The arrest of 680 immigrant workers at seven poultry processing plants in six Mississippi cities Aug. 7 and the threat of their deportation is aimed at instilling fear among the millions of undocumented workers in the country and dividing the working class by pitting foreign-born and U.S.-born workers against each other.
Desiree Hughes was working at the Koch plant in Morton when the raid started. Heavily armed cops surrounded the plants and helicopters flew over as if they were seeking dangerous criminals.
Immigration cops let Hughes go when she told them she was born in the U.S. But two of her friends were arrested. ICE agents “wouldn’t let me get their keys, cellphones, speak to them,” she told the press.
At one point family members and friends gathered outside the plant, many chanting “let them go,” as buses drove by with those who were arrested.
Immigration and Customs Enforcement bragged that this was their largest immigration raid ever. In 2008, nearly 600 were arrested at Howard Industries in Laurel, Mississippi.
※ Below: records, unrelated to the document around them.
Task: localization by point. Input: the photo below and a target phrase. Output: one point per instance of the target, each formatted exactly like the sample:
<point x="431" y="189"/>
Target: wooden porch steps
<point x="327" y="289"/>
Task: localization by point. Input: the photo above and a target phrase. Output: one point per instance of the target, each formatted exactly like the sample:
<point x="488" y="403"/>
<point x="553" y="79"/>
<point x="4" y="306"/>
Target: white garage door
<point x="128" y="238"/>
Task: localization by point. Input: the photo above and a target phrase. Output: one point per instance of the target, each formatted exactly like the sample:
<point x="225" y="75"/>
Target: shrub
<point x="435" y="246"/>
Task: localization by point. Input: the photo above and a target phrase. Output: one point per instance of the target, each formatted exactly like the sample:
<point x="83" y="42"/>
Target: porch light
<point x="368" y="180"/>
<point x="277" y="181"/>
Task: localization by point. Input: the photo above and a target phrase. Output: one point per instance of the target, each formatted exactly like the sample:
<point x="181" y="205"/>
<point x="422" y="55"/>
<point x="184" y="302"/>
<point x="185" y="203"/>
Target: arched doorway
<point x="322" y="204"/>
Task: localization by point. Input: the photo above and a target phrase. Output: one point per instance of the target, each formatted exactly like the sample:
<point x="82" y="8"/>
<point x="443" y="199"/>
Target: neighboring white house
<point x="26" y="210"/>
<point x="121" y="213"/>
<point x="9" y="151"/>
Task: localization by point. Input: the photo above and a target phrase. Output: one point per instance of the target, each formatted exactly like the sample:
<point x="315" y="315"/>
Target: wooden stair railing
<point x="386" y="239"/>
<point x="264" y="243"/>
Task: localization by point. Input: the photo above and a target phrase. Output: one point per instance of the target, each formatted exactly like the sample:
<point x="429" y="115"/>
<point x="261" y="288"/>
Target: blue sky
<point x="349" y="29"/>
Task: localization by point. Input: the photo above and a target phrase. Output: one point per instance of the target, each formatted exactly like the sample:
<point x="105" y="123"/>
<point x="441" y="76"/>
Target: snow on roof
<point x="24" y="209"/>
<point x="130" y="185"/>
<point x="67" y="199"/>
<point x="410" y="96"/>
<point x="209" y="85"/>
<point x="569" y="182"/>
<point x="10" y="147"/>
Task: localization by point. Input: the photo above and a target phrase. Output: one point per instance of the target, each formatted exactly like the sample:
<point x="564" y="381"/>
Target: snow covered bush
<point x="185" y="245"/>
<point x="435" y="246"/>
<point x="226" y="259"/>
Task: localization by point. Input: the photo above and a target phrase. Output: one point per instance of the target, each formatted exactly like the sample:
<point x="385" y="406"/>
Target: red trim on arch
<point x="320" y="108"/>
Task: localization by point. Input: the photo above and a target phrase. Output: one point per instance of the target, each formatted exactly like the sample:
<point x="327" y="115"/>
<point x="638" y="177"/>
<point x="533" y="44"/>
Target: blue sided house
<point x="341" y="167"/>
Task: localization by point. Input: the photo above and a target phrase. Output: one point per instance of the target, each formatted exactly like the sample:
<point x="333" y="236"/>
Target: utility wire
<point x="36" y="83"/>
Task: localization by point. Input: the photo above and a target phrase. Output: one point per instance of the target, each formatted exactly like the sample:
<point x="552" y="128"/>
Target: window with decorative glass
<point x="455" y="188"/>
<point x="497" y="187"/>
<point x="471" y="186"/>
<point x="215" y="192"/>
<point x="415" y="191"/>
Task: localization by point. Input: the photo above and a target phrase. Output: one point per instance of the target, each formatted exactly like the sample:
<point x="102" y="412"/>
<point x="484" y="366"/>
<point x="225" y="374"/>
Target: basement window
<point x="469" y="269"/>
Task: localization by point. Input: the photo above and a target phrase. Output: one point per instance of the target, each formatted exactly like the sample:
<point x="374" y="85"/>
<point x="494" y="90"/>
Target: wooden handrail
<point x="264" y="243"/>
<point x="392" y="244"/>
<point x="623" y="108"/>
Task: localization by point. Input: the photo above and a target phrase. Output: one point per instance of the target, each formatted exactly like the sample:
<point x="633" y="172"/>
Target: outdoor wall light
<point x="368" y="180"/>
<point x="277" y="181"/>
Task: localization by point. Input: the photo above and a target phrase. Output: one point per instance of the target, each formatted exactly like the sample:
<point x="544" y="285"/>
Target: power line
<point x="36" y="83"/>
“You have to try to fight, try to find a lawyer, try to get them out, try to fight the system,” Maria Elizabeth Tello, another U.S. citizen who works at Koch, told the media. “These people haven’t done anything. They’re just here to work.”
While many U.S.-born workers, like Hughes, oppose the raids and deportations, some workers in the plant have been taken in by the virulent anti-immigrant rhetoric of sections of the U.S. ruling class. They yelled, “Take them away” during the raid, Tello reported.
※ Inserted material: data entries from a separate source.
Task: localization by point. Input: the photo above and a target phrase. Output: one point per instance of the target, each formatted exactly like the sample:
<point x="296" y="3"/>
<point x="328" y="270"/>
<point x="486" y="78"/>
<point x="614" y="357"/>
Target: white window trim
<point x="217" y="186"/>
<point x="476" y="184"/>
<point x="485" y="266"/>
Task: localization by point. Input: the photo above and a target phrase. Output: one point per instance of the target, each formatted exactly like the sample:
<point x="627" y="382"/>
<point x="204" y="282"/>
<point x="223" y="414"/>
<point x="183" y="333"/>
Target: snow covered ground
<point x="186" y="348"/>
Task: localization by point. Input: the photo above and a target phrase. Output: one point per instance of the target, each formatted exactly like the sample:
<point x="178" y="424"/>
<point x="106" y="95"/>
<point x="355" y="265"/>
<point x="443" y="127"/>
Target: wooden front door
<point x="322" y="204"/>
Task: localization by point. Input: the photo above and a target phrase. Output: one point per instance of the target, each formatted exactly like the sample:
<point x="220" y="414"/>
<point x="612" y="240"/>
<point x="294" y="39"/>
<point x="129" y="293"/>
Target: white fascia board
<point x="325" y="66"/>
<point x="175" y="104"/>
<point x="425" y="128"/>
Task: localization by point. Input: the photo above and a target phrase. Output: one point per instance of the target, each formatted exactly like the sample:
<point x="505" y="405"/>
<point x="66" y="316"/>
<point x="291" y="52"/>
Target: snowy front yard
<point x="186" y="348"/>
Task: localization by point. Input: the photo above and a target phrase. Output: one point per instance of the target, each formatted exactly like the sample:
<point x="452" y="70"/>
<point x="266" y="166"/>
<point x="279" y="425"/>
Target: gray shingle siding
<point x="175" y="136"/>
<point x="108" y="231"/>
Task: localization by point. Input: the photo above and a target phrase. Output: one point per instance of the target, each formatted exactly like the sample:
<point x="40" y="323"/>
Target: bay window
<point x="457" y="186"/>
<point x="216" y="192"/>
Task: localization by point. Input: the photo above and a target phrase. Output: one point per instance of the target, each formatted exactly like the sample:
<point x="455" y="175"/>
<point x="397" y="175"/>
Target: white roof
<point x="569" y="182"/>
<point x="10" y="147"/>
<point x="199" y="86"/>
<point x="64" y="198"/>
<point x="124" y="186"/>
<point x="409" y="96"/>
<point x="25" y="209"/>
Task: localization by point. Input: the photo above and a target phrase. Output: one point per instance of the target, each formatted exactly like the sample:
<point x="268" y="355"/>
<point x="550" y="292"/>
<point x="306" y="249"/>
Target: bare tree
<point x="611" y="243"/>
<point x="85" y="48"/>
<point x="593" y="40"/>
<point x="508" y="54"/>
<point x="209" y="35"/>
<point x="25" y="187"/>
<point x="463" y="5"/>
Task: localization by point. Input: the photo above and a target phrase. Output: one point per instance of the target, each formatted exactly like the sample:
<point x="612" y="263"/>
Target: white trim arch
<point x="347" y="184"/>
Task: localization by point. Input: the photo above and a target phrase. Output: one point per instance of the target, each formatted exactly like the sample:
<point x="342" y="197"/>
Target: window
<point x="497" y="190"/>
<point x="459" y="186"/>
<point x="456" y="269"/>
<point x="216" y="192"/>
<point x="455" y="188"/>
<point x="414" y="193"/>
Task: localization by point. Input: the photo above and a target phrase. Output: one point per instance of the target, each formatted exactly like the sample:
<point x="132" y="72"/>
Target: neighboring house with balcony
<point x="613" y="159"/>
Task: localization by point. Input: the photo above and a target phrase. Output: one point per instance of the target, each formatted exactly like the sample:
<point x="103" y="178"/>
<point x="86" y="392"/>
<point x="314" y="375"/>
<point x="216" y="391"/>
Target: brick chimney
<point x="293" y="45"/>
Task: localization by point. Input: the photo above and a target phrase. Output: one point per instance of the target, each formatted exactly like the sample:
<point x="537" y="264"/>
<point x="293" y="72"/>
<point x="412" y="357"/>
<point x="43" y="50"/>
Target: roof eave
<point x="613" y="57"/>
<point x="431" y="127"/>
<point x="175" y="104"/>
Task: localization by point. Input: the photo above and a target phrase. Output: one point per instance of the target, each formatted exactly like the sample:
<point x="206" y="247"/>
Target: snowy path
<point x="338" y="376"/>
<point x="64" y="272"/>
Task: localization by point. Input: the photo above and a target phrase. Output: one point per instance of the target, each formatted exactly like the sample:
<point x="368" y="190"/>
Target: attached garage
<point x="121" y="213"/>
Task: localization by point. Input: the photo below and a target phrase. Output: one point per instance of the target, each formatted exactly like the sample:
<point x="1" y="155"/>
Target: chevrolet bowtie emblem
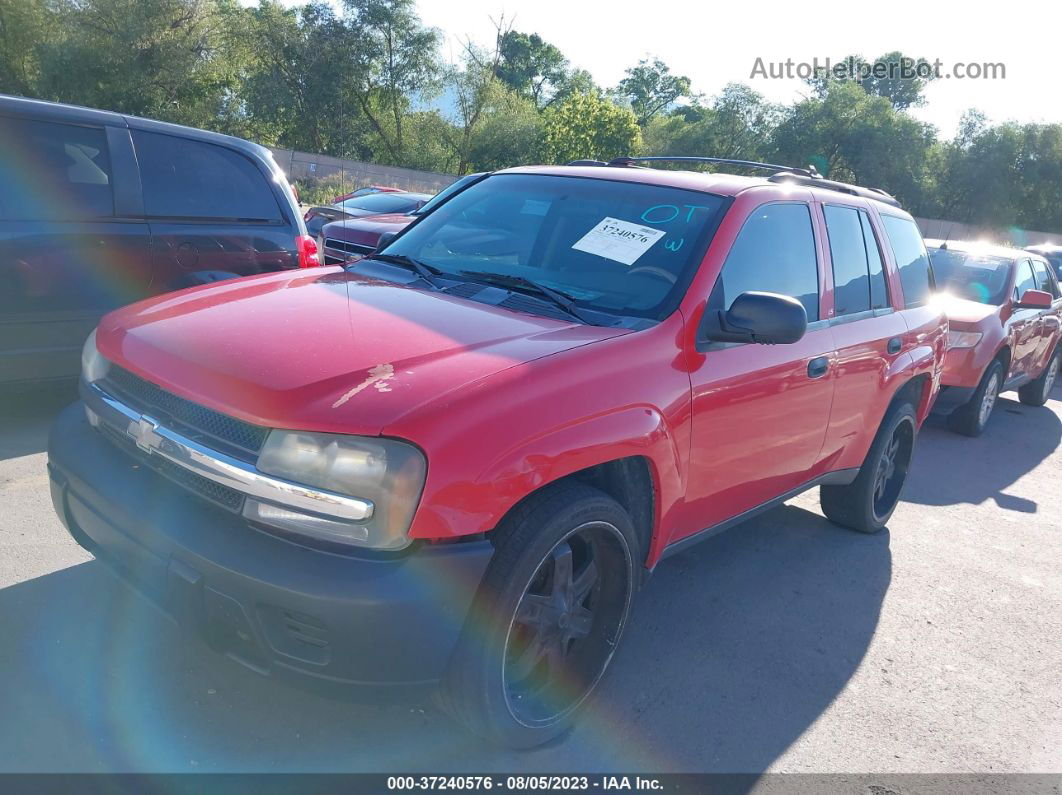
<point x="144" y="432"/>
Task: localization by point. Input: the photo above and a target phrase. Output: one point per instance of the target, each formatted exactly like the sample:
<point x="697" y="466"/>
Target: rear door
<point x="212" y="211"/>
<point x="72" y="242"/>
<point x="869" y="334"/>
<point x="760" y="411"/>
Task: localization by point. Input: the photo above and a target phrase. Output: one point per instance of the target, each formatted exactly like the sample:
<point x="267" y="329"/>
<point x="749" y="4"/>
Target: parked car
<point x="456" y="461"/>
<point x="1050" y="253"/>
<point x="341" y="241"/>
<point x="1004" y="309"/>
<point x="99" y="209"/>
<point x="374" y="204"/>
<point x="366" y="191"/>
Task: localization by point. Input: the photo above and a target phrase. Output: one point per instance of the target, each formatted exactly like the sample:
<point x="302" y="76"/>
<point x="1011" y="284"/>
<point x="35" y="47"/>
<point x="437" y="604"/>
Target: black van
<point x="99" y="209"/>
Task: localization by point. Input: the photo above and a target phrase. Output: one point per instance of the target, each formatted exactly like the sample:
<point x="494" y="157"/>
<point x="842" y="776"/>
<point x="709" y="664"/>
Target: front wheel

The next day supporters of immigrants rights held a press conference and protest meeting at the NAACP offices in Jackson.
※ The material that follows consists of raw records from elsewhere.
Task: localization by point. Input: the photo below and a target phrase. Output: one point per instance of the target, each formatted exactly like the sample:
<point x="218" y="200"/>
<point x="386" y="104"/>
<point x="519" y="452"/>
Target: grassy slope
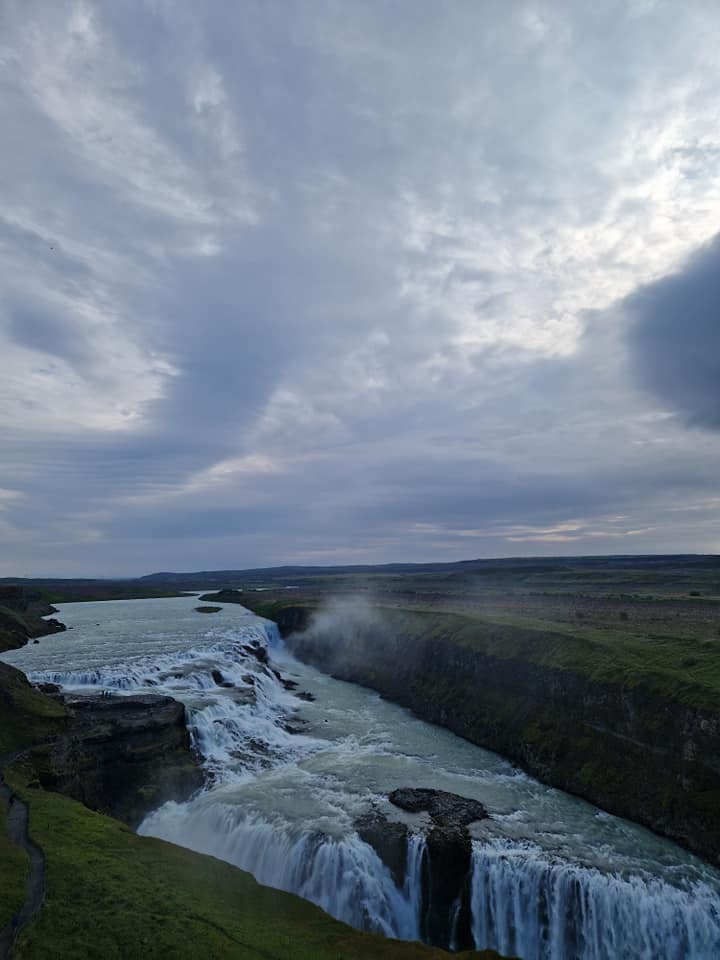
<point x="116" y="895"/>
<point x="26" y="716"/>
<point x="685" y="668"/>
<point x="677" y="661"/>
<point x="12" y="875"/>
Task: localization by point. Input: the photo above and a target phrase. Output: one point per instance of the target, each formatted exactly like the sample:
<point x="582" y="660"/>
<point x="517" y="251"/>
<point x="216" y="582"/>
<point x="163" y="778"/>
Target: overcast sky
<point x="356" y="281"/>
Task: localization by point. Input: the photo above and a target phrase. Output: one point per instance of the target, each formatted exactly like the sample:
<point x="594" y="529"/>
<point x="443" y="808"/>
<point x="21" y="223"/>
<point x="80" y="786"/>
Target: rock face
<point x="122" y="755"/>
<point x="634" y="751"/>
<point x="447" y="861"/>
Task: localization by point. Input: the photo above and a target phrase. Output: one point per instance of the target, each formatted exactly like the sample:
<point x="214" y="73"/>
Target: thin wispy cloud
<point x="364" y="281"/>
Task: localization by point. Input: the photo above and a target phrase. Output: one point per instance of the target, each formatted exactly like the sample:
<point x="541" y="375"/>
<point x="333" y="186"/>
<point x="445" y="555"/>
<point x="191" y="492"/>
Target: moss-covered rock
<point x="580" y="714"/>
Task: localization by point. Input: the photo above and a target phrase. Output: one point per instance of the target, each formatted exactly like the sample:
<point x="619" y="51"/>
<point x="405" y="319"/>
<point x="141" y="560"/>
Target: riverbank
<point x="113" y="893"/>
<point x="629" y="722"/>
Jason Coker, field coordinator of the Jackson-based Cooperative Baptist Church, took part in the meeting. He told the Militant in an Aug. 12 interview that he went to Canton after the raid there at Peco Foods.
“These people have been here 14, 15, 16 years and all their children were born and raised in Canton,” he said. Coker called the raid and possible deportations “diabolical.”
Wayne Daniels, president of the Jackson chapter of the NAACP, told the meeting it will do whatever it can to support the families of those detained.
The day after the raid, more than 300 of those held had been released, according to ICE, but had to wear GPS ankle bracelets.
Federal prosecutor Mike Hurst told a press conference that the raids are equally aimed at undocumented workers and those that employ them “who use illegal aliens for competitive advantage.” But the raids, in fact, aid the bosses in their efforts to drive down wages by increasing the fear of undocumented workers that they might be seized by ICE.
Two of the factories raided, a Koch Foods plant in Morton and the Peco Foods plant in Canton, are organized by the United Food and Commercial Workers. Union officials, however, did not issue a call for preventing the deportation of the workers but for their “right to due process.”
President Donald Trump defended the raids Aug. 9, saying, “I want people to know that if they come into the United States illegally, they’re getting out.”
His policy stands on the shoulders of previous administrations. Until 2008 factory raids were routine. But in the wake of massive protests by immigrant workers in 2006 — including a May 1 strike of more than a million protesting proposed anti-immigrant legislation — almost every raid was met by protests that included significant numbers of U.S.-born workers.
After 2008, the U.S. government shifted to so-called silent raids, firing thousands of workers at plants after ICE conducts immigration “audits.”
The Trump administration has brought back factory raids. Nonetheless, the rate of deportations under his administration is still less than under Bill Clinton or Barack Obama.
The U.S. rulers for now have no intention of carrying out mass deportations. They depend on immigrant labor to compete against their rivals around the world.
In fact, in the face of what many bosses see as a labor shortage, Washington has been expanding its “guest worker” program by more than tripling the number of visas since 2017 to more than 250,000 this year.
Under the program, workers get temporary visas that allow them to work “legally” in the U.S. But if they quit or are fired, they are subject to deportation.
“Working people need to overcome the competition and divisions among us fostered by the bosses and their political system,” said Candace Wagner, Socialist Workers Party candidate for New Jersey General Assembly. “We need to demand amnesty for workers without papers and an immediate end to the raids and deportations.”